How Often Should You Eat Salmon?
Nutrition experts generally recommend eating fatty fish like salmon 2–3 times a week to reap its health benefits. Regular consumption provides consistent omega-3 fatty acids, which support heart, brain, and immune health. However, balancing with other types of fish and seafood is advised to avoid overexposure to contaminants sometimes found in seafood.
How Long Does Salmon Last in the Refrigerator?
Fresh salmon typically lasts 1–2 days in the refrigerator before cooking. Cooked salmon, on the other hand, can last 3–4 days if stored in an airtight container. Freezing can extend salmon’s shelf life to several months, but it’s best used within 3–6 months for optimal quality. Storing salmon properly helps maintain its freshness and safety.

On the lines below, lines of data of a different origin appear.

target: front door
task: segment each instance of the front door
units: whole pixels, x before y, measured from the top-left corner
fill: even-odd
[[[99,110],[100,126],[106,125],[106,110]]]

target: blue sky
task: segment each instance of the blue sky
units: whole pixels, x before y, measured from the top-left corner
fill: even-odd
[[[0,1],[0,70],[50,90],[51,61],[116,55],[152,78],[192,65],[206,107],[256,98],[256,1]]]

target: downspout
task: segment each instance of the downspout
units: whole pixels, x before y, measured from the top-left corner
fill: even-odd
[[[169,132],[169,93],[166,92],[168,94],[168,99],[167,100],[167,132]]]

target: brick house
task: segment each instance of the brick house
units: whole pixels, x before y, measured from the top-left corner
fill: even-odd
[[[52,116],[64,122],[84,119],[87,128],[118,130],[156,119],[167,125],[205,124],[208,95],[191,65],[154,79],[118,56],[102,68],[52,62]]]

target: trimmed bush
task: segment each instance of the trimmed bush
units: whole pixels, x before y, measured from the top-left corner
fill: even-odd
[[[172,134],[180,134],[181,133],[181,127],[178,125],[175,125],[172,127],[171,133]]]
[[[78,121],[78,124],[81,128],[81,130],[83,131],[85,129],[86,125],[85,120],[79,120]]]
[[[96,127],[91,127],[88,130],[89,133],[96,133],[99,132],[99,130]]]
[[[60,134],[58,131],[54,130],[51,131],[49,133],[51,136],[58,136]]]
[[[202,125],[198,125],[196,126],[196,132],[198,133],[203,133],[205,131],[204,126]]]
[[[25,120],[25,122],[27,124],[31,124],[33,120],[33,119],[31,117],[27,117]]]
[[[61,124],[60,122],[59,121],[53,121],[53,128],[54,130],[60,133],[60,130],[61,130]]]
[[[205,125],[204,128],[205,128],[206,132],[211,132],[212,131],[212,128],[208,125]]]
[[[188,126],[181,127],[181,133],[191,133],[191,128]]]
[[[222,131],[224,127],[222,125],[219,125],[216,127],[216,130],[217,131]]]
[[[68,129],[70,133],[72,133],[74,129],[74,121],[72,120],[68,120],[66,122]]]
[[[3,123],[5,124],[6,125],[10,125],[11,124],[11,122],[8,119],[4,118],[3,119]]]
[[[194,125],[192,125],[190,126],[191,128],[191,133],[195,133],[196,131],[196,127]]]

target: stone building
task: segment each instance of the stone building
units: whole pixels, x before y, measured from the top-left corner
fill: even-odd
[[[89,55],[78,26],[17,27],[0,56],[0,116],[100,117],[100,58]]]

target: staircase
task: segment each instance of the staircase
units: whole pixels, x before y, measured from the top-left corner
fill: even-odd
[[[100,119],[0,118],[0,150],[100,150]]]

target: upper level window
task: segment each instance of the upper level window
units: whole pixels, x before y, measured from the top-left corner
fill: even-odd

Can Salmon Help with Weight Loss?
Yes, salmon can be beneficial for weight loss, as it is high in protein and healthy fats that promote satiety, helping you feel fuller for longer. Its protein content also supports muscle maintenance, which is essential during weight loss. Including salmon in a balanced diet can support weight management without sacrificing nutritional quality.
Why Does Salmon Vary in Color?
The color of salmon can vary due to its diet. Wild salmon typically has a vibrant reddish-orange color from eating a natural diet rich in astaxanthin, a pigment found in their food sources. Farmed salmon, which may not consume the same foods, often has added astaxanthin in their feed to achieve a similar color. Both wild and farmed salmon are safe to eat, but wild salmon’s diet gives it a more intense color naturally.